Cavaquinho tipo Minhoto. Sempre com a afinação mi-si-lá-ré (de baixo para cima), excepto no meu último disco para o qual compus duas peças com a afinação ré-si-sol-sol e, também pela primeira vez, duas peças com braguinha (ré-si-sol-ré).

 

Há quanto tempo toca/estuda o cavaquinho? Como é que tudo começou? (pequena biografia no que diz respeito/orientada ao cavaquinho)

Tudo começou em 1978, num passeio com Pedro Caldeira Cabral na costa do Castelo em Lisboa; vimos numa montra de uma loja de instrumentos dois cavaquinhos que acabámos por comprar (900 escudos cada). Nessa altura, costumávamos conversar e tocar juntos informalmente, em sua casa, e foi com ele que troquei as primeiras palavras sobre o cavaquinho.

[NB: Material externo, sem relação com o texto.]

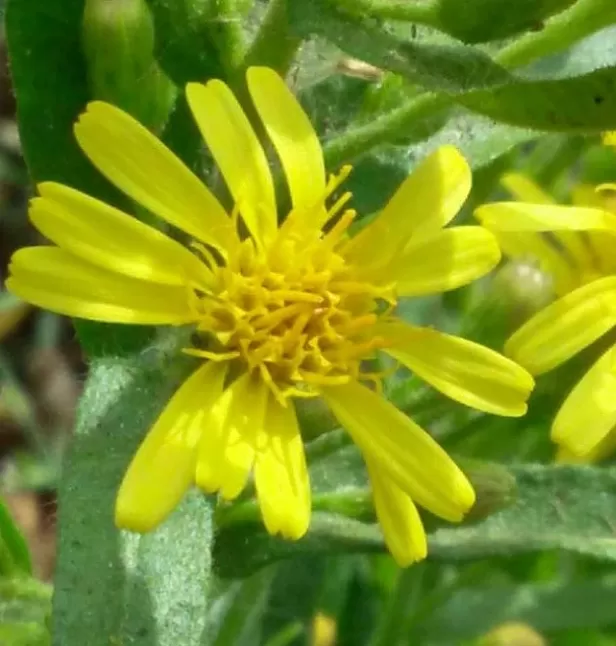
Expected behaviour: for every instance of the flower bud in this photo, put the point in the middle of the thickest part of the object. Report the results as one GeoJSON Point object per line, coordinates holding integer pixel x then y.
{"type": "Point", "coordinates": [512, 634]}
{"type": "Point", "coordinates": [495, 487]}
{"type": "Point", "coordinates": [118, 43]}
{"type": "Point", "coordinates": [515, 292]}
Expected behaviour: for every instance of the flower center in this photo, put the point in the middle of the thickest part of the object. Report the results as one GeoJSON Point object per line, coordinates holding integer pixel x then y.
{"type": "Point", "coordinates": [296, 312]}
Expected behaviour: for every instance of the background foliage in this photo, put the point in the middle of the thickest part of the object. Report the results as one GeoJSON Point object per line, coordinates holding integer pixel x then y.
{"type": "Point", "coordinates": [525, 85]}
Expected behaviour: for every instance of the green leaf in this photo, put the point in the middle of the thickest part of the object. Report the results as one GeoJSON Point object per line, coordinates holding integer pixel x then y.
{"type": "Point", "coordinates": [25, 606]}
{"type": "Point", "coordinates": [478, 21]}
{"type": "Point", "coordinates": [14, 552]}
{"type": "Point", "coordinates": [118, 43]}
{"type": "Point", "coordinates": [567, 507]}
{"type": "Point", "coordinates": [561, 605]}
{"type": "Point", "coordinates": [450, 67]}
{"type": "Point", "coordinates": [183, 45]}
{"type": "Point", "coordinates": [50, 80]}
{"type": "Point", "coordinates": [573, 90]}
{"type": "Point", "coordinates": [570, 92]}
{"type": "Point", "coordinates": [112, 585]}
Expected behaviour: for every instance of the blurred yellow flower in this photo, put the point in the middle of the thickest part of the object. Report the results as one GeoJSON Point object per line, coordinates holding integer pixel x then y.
{"type": "Point", "coordinates": [576, 246]}
{"type": "Point", "coordinates": [280, 310]}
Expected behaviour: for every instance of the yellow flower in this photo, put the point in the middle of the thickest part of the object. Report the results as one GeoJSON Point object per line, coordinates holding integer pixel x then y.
{"type": "Point", "coordinates": [280, 311]}
{"type": "Point", "coordinates": [579, 254]}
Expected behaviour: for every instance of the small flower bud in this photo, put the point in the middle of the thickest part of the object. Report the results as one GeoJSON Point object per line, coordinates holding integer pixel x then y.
{"type": "Point", "coordinates": [118, 43]}
{"type": "Point", "coordinates": [515, 292]}
{"type": "Point", "coordinates": [495, 487]}
{"type": "Point", "coordinates": [523, 289]}
{"type": "Point", "coordinates": [512, 634]}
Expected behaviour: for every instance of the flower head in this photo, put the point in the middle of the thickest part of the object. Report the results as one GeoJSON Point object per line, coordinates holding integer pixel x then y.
{"type": "Point", "coordinates": [280, 311]}
{"type": "Point", "coordinates": [575, 245]}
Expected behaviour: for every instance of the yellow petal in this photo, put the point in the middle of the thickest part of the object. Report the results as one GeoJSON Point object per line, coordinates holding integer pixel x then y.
{"type": "Point", "coordinates": [524, 189]}
{"type": "Point", "coordinates": [402, 527]}
{"type": "Point", "coordinates": [517, 216]}
{"type": "Point", "coordinates": [586, 195]}
{"type": "Point", "coordinates": [427, 200]}
{"type": "Point", "coordinates": [293, 137]}
{"type": "Point", "coordinates": [164, 466]}
{"type": "Point", "coordinates": [113, 240]}
{"type": "Point", "coordinates": [238, 153]}
{"type": "Point", "coordinates": [588, 414]}
{"type": "Point", "coordinates": [565, 327]}
{"type": "Point", "coordinates": [58, 281]}
{"type": "Point", "coordinates": [147, 171]}
{"type": "Point", "coordinates": [609, 138]}
{"type": "Point", "coordinates": [402, 450]}
{"type": "Point", "coordinates": [227, 450]}
{"type": "Point", "coordinates": [604, 449]}
{"type": "Point", "coordinates": [465, 371]}
{"type": "Point", "coordinates": [442, 260]}
{"type": "Point", "coordinates": [281, 476]}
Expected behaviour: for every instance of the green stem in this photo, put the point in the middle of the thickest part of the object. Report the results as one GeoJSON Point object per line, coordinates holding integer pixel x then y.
{"type": "Point", "coordinates": [229, 36]}
{"type": "Point", "coordinates": [274, 45]}
{"type": "Point", "coordinates": [356, 141]}
{"type": "Point", "coordinates": [581, 19]}
{"type": "Point", "coordinates": [352, 503]}
{"type": "Point", "coordinates": [423, 12]}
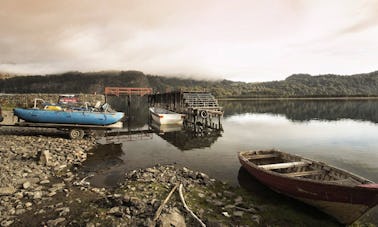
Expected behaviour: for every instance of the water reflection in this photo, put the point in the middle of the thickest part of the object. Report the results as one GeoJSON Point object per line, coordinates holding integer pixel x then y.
{"type": "Point", "coordinates": [340, 133]}
{"type": "Point", "coordinates": [305, 110]}
{"type": "Point", "coordinates": [185, 138]}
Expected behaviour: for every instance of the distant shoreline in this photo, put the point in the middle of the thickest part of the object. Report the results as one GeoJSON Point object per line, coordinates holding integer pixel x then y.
{"type": "Point", "coordinates": [299, 98]}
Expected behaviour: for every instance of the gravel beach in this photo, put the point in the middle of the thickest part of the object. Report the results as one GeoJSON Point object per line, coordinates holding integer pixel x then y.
{"type": "Point", "coordinates": [40, 185]}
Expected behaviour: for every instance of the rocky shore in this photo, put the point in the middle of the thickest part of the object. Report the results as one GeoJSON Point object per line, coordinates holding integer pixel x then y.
{"type": "Point", "coordinates": [40, 186]}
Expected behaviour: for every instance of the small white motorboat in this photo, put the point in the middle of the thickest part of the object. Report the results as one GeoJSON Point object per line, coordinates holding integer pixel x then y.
{"type": "Point", "coordinates": [163, 116]}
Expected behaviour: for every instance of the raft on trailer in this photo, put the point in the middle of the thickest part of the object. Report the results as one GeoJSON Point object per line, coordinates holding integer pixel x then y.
{"type": "Point", "coordinates": [68, 115]}
{"type": "Point", "coordinates": [77, 120]}
{"type": "Point", "coordinates": [336, 192]}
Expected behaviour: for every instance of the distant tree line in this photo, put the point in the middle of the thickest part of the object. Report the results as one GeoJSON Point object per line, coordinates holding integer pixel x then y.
{"type": "Point", "coordinates": [298, 85]}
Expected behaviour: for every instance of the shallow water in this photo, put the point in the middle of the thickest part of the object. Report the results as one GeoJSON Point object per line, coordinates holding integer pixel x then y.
{"type": "Point", "coordinates": [340, 133]}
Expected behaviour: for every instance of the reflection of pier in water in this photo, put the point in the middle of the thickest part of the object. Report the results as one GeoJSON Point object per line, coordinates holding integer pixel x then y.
{"type": "Point", "coordinates": [185, 138]}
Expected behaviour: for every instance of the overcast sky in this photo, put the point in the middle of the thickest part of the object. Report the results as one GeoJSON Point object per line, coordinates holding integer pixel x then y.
{"type": "Point", "coordinates": [251, 40]}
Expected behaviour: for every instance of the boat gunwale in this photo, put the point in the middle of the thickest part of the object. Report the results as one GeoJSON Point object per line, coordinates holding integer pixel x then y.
{"type": "Point", "coordinates": [333, 183]}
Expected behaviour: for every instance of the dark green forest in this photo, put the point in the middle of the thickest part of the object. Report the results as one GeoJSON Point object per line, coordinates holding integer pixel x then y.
{"type": "Point", "coordinates": [297, 85]}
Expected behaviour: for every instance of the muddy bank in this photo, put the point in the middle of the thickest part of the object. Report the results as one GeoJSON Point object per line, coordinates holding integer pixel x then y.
{"type": "Point", "coordinates": [42, 184]}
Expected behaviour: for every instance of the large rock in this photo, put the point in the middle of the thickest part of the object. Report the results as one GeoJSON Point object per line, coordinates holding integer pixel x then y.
{"type": "Point", "coordinates": [174, 218]}
{"type": "Point", "coordinates": [7, 191]}
{"type": "Point", "coordinates": [45, 158]}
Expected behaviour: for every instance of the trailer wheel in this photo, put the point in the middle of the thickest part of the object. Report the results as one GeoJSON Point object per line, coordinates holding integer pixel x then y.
{"type": "Point", "coordinates": [203, 113]}
{"type": "Point", "coordinates": [76, 134]}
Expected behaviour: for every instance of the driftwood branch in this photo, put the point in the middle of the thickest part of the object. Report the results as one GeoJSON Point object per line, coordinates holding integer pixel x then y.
{"type": "Point", "coordinates": [187, 208]}
{"type": "Point", "coordinates": [160, 209]}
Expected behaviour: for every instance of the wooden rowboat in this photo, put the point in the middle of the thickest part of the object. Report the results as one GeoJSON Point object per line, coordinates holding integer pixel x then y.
{"type": "Point", "coordinates": [336, 192]}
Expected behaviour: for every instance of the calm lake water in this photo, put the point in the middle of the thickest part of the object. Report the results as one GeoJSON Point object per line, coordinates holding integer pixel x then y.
{"type": "Point", "coordinates": [339, 132]}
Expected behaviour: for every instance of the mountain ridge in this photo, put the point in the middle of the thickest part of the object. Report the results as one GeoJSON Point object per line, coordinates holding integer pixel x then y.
{"type": "Point", "coordinates": [296, 85]}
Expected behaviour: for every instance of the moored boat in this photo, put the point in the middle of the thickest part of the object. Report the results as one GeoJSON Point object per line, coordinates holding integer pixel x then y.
{"type": "Point", "coordinates": [163, 116]}
{"type": "Point", "coordinates": [336, 192]}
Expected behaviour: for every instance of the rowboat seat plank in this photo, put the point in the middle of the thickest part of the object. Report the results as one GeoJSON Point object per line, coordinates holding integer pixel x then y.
{"type": "Point", "coordinates": [304, 173]}
{"type": "Point", "coordinates": [284, 165]}
{"type": "Point", "coordinates": [263, 156]}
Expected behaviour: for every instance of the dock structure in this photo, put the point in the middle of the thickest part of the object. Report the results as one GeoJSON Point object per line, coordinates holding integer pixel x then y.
{"type": "Point", "coordinates": [201, 108]}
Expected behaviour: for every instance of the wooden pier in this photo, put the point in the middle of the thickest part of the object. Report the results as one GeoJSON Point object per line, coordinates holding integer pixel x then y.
{"type": "Point", "coordinates": [201, 108]}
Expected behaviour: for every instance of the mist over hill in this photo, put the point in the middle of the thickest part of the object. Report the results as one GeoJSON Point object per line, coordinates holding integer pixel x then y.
{"type": "Point", "coordinates": [297, 85]}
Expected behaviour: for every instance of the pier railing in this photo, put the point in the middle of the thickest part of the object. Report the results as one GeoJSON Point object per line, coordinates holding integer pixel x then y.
{"type": "Point", "coordinates": [117, 91]}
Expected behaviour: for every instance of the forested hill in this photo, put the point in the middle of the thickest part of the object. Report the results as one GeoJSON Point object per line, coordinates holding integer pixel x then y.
{"type": "Point", "coordinates": [298, 85]}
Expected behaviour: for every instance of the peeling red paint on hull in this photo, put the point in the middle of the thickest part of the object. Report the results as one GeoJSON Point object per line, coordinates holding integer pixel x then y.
{"type": "Point", "coordinates": [344, 202]}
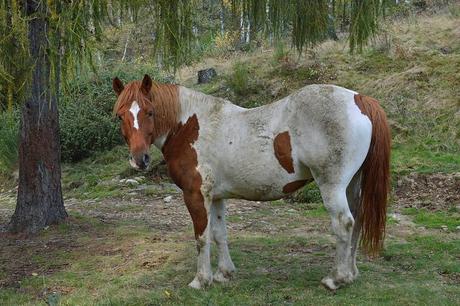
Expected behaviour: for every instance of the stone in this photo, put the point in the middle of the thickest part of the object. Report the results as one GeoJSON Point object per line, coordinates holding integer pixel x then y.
{"type": "Point", "coordinates": [131, 182]}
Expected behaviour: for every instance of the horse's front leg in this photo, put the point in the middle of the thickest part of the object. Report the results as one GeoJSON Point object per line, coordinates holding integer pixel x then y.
{"type": "Point", "coordinates": [225, 268]}
{"type": "Point", "coordinates": [199, 208]}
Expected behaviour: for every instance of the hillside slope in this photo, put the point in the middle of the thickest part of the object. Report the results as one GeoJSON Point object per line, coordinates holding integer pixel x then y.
{"type": "Point", "coordinates": [412, 68]}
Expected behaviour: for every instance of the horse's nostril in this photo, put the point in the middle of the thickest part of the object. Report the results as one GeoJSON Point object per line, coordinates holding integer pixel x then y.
{"type": "Point", "coordinates": [146, 159]}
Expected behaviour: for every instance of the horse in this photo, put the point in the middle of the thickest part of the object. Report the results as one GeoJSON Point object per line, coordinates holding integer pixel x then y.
{"type": "Point", "coordinates": [216, 150]}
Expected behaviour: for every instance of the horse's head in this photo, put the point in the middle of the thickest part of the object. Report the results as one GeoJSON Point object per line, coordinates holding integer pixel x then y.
{"type": "Point", "coordinates": [147, 111]}
{"type": "Point", "coordinates": [134, 108]}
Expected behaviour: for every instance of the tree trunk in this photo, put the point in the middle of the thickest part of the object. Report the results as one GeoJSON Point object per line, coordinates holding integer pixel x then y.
{"type": "Point", "coordinates": [39, 201]}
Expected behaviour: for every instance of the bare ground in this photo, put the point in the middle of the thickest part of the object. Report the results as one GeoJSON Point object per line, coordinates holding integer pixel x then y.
{"type": "Point", "coordinates": [170, 221]}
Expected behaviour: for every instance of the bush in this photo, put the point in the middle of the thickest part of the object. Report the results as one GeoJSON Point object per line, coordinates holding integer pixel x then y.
{"type": "Point", "coordinates": [9, 133]}
{"type": "Point", "coordinates": [86, 121]}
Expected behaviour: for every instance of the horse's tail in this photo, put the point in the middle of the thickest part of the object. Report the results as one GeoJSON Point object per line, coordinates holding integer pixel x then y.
{"type": "Point", "coordinates": [375, 180]}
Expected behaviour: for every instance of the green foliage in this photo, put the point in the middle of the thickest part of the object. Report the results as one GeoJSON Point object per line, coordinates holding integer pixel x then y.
{"type": "Point", "coordinates": [9, 130]}
{"type": "Point", "coordinates": [280, 54]}
{"type": "Point", "coordinates": [239, 80]}
{"type": "Point", "coordinates": [86, 121]}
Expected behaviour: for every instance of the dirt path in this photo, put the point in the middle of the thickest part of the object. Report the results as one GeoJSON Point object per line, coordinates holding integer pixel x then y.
{"type": "Point", "coordinates": [167, 216]}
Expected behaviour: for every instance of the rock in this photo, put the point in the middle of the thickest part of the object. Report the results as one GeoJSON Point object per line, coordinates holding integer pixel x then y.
{"type": "Point", "coordinates": [206, 75]}
{"type": "Point", "coordinates": [131, 182]}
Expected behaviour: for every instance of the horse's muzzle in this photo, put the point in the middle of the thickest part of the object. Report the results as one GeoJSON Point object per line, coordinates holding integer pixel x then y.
{"type": "Point", "coordinates": [140, 161]}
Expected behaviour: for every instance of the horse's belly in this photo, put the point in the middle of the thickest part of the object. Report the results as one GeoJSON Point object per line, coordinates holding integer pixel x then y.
{"type": "Point", "coordinates": [265, 186]}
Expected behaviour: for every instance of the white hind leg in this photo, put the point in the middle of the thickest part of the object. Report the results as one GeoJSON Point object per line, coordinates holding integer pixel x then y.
{"type": "Point", "coordinates": [226, 268]}
{"type": "Point", "coordinates": [353, 196]}
{"type": "Point", "coordinates": [335, 200]}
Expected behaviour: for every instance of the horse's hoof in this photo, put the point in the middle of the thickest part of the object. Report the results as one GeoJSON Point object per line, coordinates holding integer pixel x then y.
{"type": "Point", "coordinates": [222, 277]}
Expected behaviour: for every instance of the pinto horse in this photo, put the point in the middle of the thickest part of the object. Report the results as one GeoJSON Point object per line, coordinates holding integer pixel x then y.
{"type": "Point", "coordinates": [216, 150]}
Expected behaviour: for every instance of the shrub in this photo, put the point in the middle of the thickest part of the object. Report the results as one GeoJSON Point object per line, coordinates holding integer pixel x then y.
{"type": "Point", "coordinates": [9, 132]}
{"type": "Point", "coordinates": [86, 121]}
{"type": "Point", "coordinates": [239, 79]}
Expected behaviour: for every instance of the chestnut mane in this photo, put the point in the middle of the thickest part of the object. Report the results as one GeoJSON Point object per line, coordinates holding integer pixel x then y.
{"type": "Point", "coordinates": [164, 98]}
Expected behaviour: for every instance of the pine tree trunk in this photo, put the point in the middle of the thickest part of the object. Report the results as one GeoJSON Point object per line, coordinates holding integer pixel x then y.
{"type": "Point", "coordinates": [39, 200]}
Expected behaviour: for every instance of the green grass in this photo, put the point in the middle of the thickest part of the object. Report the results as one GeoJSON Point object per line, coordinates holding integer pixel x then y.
{"type": "Point", "coordinates": [281, 269]}
{"type": "Point", "coordinates": [99, 176]}
{"type": "Point", "coordinates": [436, 219]}
{"type": "Point", "coordinates": [406, 159]}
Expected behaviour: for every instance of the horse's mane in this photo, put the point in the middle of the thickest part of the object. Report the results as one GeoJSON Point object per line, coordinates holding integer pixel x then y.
{"type": "Point", "coordinates": [164, 98]}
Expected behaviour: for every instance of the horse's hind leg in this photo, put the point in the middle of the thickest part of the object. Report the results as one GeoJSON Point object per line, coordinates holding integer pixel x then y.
{"type": "Point", "coordinates": [353, 196]}
{"type": "Point", "coordinates": [335, 200]}
{"type": "Point", "coordinates": [219, 234]}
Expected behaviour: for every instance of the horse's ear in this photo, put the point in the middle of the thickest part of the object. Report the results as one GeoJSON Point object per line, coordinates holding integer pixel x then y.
{"type": "Point", "coordinates": [117, 85]}
{"type": "Point", "coordinates": [146, 84]}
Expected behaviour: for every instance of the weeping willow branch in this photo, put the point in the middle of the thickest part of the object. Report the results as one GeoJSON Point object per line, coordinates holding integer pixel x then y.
{"type": "Point", "coordinates": [76, 28]}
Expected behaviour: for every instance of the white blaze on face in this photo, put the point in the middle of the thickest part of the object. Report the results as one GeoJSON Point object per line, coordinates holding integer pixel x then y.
{"type": "Point", "coordinates": [135, 111]}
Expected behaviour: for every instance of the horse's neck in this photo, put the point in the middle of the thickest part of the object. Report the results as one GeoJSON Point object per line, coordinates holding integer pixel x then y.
{"type": "Point", "coordinates": [194, 102]}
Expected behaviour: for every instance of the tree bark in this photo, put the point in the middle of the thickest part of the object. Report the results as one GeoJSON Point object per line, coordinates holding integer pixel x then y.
{"type": "Point", "coordinates": [39, 201]}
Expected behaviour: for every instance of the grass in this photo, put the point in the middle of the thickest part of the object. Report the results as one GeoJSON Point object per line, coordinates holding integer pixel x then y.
{"type": "Point", "coordinates": [415, 75]}
{"type": "Point", "coordinates": [122, 265]}
{"type": "Point", "coordinates": [439, 219]}
{"type": "Point", "coordinates": [99, 176]}
{"type": "Point", "coordinates": [281, 249]}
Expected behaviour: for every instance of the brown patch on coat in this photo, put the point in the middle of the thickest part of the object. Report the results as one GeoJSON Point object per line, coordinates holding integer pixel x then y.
{"type": "Point", "coordinates": [293, 186]}
{"type": "Point", "coordinates": [283, 149]}
{"type": "Point", "coordinates": [182, 161]}
{"type": "Point", "coordinates": [375, 183]}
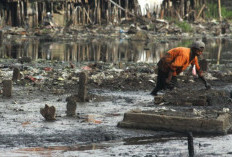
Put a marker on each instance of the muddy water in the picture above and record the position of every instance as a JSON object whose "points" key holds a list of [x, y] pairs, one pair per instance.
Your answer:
{"points": [[217, 52], [93, 131]]}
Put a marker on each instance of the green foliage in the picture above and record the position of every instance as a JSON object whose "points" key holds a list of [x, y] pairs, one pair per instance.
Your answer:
{"points": [[227, 14], [185, 43], [185, 26], [212, 12]]}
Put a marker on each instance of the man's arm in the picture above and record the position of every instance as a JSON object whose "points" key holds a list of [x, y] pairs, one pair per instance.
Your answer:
{"points": [[200, 75]]}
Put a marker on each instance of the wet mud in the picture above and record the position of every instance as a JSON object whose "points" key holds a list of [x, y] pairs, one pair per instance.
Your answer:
{"points": [[118, 82]]}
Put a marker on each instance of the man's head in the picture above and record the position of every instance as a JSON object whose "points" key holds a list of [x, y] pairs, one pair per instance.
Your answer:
{"points": [[198, 47]]}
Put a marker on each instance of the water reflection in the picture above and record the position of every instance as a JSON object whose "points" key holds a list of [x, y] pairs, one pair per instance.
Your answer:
{"points": [[217, 51]]}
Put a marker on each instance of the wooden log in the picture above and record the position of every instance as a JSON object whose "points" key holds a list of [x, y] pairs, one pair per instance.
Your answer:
{"points": [[218, 124]]}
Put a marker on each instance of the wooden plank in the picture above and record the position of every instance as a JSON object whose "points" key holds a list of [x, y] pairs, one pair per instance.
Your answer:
{"points": [[178, 123]]}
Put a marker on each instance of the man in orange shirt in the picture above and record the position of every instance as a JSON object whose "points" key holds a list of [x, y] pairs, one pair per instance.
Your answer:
{"points": [[174, 62]]}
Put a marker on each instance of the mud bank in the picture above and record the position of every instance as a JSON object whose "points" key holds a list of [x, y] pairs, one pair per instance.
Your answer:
{"points": [[113, 92]]}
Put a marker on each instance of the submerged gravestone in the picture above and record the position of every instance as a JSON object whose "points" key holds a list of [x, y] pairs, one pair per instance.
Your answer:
{"points": [[7, 88], [82, 93], [16, 74], [49, 113], [71, 108]]}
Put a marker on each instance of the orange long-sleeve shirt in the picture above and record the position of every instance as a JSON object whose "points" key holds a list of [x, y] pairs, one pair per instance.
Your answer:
{"points": [[178, 59]]}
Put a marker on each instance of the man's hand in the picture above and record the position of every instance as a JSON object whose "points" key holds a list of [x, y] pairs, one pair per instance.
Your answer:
{"points": [[207, 85]]}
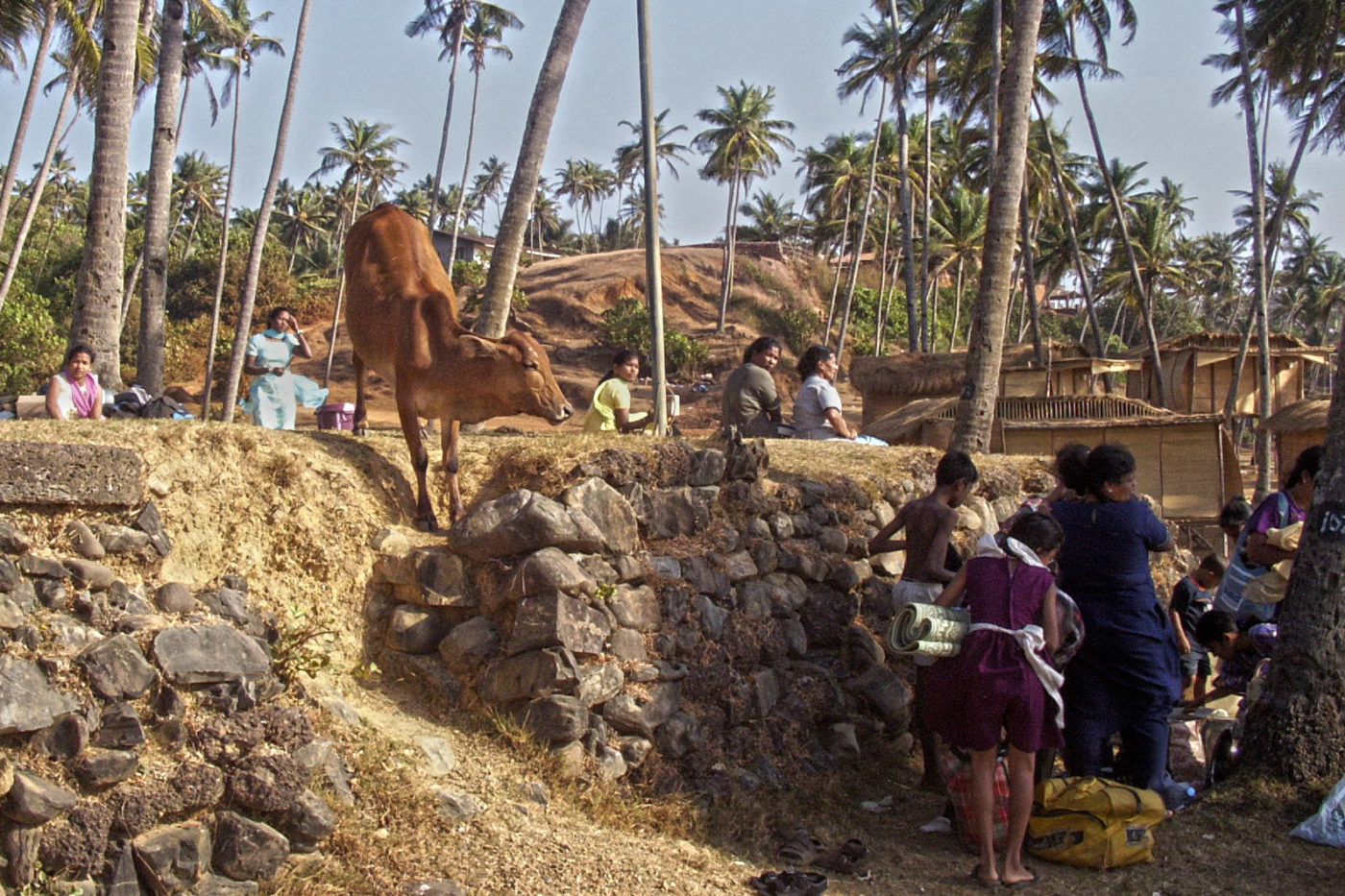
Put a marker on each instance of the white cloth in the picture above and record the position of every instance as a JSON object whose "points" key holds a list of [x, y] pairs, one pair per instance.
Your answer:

Passado não muito tempo (estamos em 1979), José Afonso convidou-me para trabalhar com ele. Refiro o Zeca por ter sido circunstancialmente – no caso do cavaquinho – elemento fundamental para o disco que eu viria a gravar em 1981.

Importante por três motivos: primeiro, pela necessidade de orquestração de duas das suas canções (relacionadas com o Minho): “O Cabral fugiu p´ra Espanha” e “As Sete mulheres do Minho”, onde o cavaquinho se enquadrava muito bem – o que me levou a desenvolver a técnica do rasgado; segundo, pelas circunstâncias de saúde em que o Zeca se encontrava que levaram a que ele me pedisse para  tocar duas ou três peças com o cavaquinho em todos os seus concertos; e, por último, o facto de, na altura, os restantes elementos do grupo que comigo o acompanhavam – Sérgio Mestre e Janita Salomé – me acompanharem também em situações informais.  Este conjunto de circunstâncias fez com que tocasse todos os dias, até que decidi fazer um disco para o qual trabalhei exaustivamente até à sua gravação. É pertinente indicar que, neste processo, o ano de 1980 e os dois seguintes foram importantes, pois só com José Afonso no estrangeiro acabei por mostrar o cavaquinho em mais de oitenta concertos.

No decorrer desses anos visitei Braga para conhecer o construtor Domingos Machado e o seu pai – únicas referências, a nível de construção de cavaquinhos que tinha na altura – e o tocador Bernardino Silva.

Em 1980 conheci também um importante personagem – Ernesto Veiga de Oliveira, então director do Museu Nacional de Etnologia e autor do livro “Instrumentos Musicais Populares Portugueses – que, ao ouvir algumas gravações em cassete do trabalho que desenvolvi, me impulsionou para a sua publicação, acabando por prefaciar o disco “Cavaquinho”, Ed. Sassetti, 1981.

 

O que o fascina no cavaquinho português particularmente? O que o faz apreciar e escolher o instrumento como objeto de estudo ou para se exprimir artisticamente?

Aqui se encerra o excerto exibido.